Même rdi y passe, pas mal non 😎 ? Comme l’assembleur x86/x86_64 est de type CISC, il n’y a pas de contrainte stricte d’alignement ni de taille fixe : une instruction peut être codée sur 1, 2, 3 voire jusqu’à 15 octets.

Ainsi, en commençant à désassembler à partir d’une adresse plutôt qu’une autre, il est possible d’avoir des instructions différentes alors que les octets présents dans le programme n’ont pas changé.

📋 Synthèse

Voici une synthèse des principaux points que l’on a vus au cours de ce chapitre :

  • le ROP (Return-Oriented Programming) consiste à réutiliser de petits fragments de code déjà présents (les gadgets) pour composer ce que l’on appelle “une chaîne de ROP” et prendre le contrôle de l’exécution du programme ;
  • Pourquoi on l’utilise ? Quand la pile n’est pas exécutable ou que le ret2libc ne suffit pas, le ROP permet d’appeler des fonctions, d’exécuter des appels système etc.
  • le ROP repose sur le contrôle du pointeur d’instruction via la pile ;
  • un gadget est une courte séquence d’instructions se terminant souvent par un ret (ou jmp/call).
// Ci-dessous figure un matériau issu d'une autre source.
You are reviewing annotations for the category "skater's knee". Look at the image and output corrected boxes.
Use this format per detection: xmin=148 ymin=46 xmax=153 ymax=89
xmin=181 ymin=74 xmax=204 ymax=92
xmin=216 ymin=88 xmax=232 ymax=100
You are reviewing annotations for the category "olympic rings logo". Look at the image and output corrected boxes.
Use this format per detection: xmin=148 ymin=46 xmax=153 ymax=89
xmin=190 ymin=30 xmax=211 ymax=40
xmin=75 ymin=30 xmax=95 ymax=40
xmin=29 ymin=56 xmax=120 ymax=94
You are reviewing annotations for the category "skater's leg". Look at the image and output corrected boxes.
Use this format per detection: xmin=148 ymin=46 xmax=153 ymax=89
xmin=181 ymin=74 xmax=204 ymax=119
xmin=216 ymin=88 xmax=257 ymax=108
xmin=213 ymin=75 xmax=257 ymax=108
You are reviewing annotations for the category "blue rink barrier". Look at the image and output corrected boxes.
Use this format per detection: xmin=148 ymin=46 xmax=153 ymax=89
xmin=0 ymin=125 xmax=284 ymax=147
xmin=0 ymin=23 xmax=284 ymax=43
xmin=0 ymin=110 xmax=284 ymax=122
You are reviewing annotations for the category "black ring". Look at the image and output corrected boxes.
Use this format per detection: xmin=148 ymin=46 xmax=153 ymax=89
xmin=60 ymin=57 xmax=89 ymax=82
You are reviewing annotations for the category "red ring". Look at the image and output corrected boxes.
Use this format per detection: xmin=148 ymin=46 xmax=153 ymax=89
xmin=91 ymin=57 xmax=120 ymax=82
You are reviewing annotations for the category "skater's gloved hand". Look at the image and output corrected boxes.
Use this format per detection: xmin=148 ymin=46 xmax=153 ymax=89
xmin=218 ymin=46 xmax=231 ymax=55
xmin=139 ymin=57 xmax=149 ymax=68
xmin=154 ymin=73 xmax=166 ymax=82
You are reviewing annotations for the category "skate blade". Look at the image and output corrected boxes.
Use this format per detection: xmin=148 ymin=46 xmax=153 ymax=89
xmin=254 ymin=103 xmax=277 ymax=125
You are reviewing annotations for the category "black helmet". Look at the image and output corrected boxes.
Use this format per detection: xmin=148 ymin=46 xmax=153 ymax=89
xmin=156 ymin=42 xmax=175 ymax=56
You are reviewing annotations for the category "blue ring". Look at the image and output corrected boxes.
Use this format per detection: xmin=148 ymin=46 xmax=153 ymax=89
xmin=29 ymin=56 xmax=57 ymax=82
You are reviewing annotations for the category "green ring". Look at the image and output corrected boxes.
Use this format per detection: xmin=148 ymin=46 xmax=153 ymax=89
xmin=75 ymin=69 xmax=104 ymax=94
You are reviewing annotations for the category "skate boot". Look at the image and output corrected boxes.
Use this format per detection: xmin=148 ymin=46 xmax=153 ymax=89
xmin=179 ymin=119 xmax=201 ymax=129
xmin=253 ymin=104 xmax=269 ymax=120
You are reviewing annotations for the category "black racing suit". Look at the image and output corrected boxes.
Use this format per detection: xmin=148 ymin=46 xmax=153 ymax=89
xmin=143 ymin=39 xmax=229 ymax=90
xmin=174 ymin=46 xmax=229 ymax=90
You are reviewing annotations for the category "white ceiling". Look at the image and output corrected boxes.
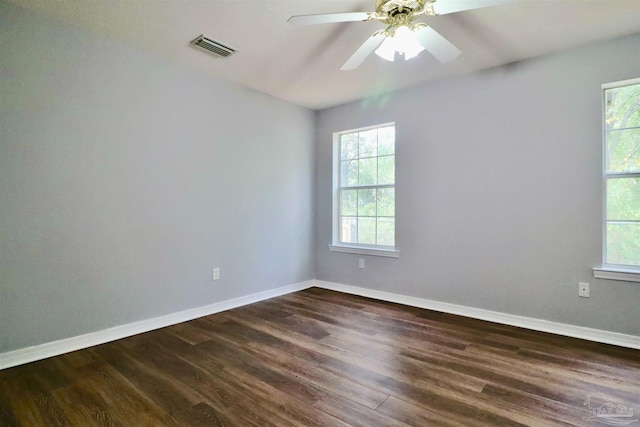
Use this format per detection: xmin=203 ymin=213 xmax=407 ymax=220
xmin=8 ymin=0 xmax=640 ymax=109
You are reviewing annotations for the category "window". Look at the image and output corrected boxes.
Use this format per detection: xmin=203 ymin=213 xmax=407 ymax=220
xmin=330 ymin=123 xmax=398 ymax=257
xmin=596 ymin=79 xmax=640 ymax=281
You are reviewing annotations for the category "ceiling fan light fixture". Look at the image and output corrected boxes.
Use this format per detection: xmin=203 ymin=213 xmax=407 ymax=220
xmin=376 ymin=25 xmax=424 ymax=62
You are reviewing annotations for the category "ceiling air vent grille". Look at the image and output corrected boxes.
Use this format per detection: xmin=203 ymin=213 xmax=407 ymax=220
xmin=191 ymin=36 xmax=236 ymax=58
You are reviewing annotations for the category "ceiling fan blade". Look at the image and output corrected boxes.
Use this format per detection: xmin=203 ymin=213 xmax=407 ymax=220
xmin=340 ymin=31 xmax=387 ymax=71
xmin=287 ymin=12 xmax=371 ymax=26
xmin=433 ymin=0 xmax=519 ymax=15
xmin=416 ymin=27 xmax=461 ymax=62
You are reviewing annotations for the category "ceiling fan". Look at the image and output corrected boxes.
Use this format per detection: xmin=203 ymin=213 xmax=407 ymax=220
xmin=287 ymin=0 xmax=515 ymax=71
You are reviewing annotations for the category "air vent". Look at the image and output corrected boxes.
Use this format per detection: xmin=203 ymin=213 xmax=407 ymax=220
xmin=191 ymin=36 xmax=236 ymax=58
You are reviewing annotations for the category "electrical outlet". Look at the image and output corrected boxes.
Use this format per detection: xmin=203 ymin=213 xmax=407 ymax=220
xmin=578 ymin=282 xmax=589 ymax=298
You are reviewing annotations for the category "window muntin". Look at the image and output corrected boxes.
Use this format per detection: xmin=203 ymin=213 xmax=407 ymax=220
xmin=603 ymin=79 xmax=640 ymax=272
xmin=334 ymin=124 xmax=395 ymax=249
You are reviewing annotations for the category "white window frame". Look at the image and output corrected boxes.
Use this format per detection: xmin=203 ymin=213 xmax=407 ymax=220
xmin=593 ymin=78 xmax=640 ymax=282
xmin=329 ymin=122 xmax=400 ymax=258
En contrôlant la pile, on agence les adresses des gadgets et de certaines valeurs pour réaliser des actions complexes étape par étape ;
  • en 32 bits les arguments sont issus de la pile. En 64 bits, les arguments passent par des registres (rdi, rsi, …) qui ne sont pas chargés automatiquement depuis la pile. En utilisant certains gadgets (pop rdi, mov rdi, rxx …) il est possible de contrôler les valeurs chargées dans les registres utilisés comme paramètres de fonction ;
  • certains outils comme ROPgadget ou Ropper permettent d’afficher les gadgets présents dans un programme. Conjugué à une bonne utilisation de grep, il est possible de trouver les gadgets adéquats.